Discussion in 'Raising Baby Chicks' started by Hungarylife, Aug 27, 2014.

  1. Hungarylife

    Hungarylife In the Brooder

    Jun 9, 2014
    Do I need to leave the heat lamp on my 3 day old chicks 24/7?

    It seems awfully bright in their box.

    They are in the house at the moment and it is not cold.
  2. HugHess

    HugHess Chickrack Addict

    Jul 14, 2014

    It's my understanding, and please verify this within the raising chicks thread in The Learning Center, as well as other posters... your newborn chicks definitely need to start out at 100 degrees 24/7 for their first week and then they can be dropped by roughly 5 degrees for /each week after that...24/7 until they are fully feathered, usually between 6-8 weeks (I believe).

    So, short answer, yes they do. If the light is bothering anyone you can switch it out for the lights at the pet store usually for reptiles. They come in red and bluish black. There are also ceramic heaters out there.

    Hope this helps... Learning Center will answer that and probably anything else you may wonder about.
    Last edited: Aug 27, 2014
  3. iwiw60

    iwiw60 Crowing

    Jan 27, 2014
    Central Oregon
    I started my day-old chicks out at 95 the first week, then lowered the temp 5 degrees each succeeding week. I don't know what the temps are where you live right now, but when 'your' temps coincide with what you're running for 'them' you can quit with the heat lamp.

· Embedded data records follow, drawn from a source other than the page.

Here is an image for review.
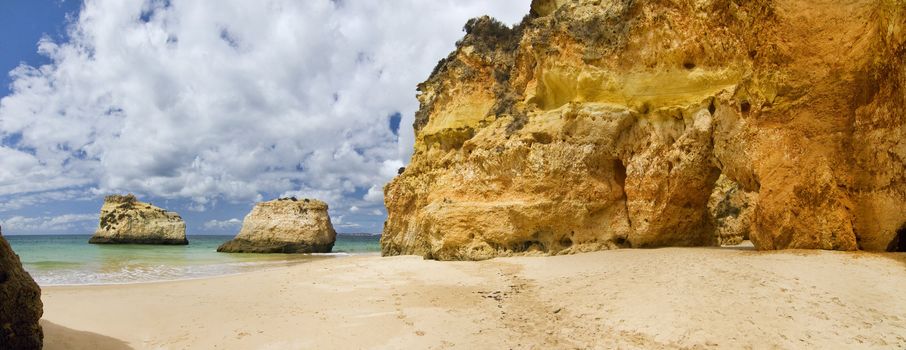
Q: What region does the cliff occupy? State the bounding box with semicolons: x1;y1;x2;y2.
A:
89;194;188;245
0;226;43;349
217;198;337;253
382;0;906;260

Personally, I think 100 degrees is waaaay too hot even for new chicks.
  4. RJSorensen

    RJSorensen Chicken George

    Normal body temperature of chickens is 102-103F, so 100 degrees is ok with new born chicks. Chickens can not regulate their body temperature until they are around five weeks or so, depending on how fast they feather out. You should have at least 18 inches from the 'red' heat lamp and the floor of your brooder. Reducing the temperature 5 degrees a week is per normal practice. Keep in mind enough space for your birds to move away from the heat if they feel a tad warm.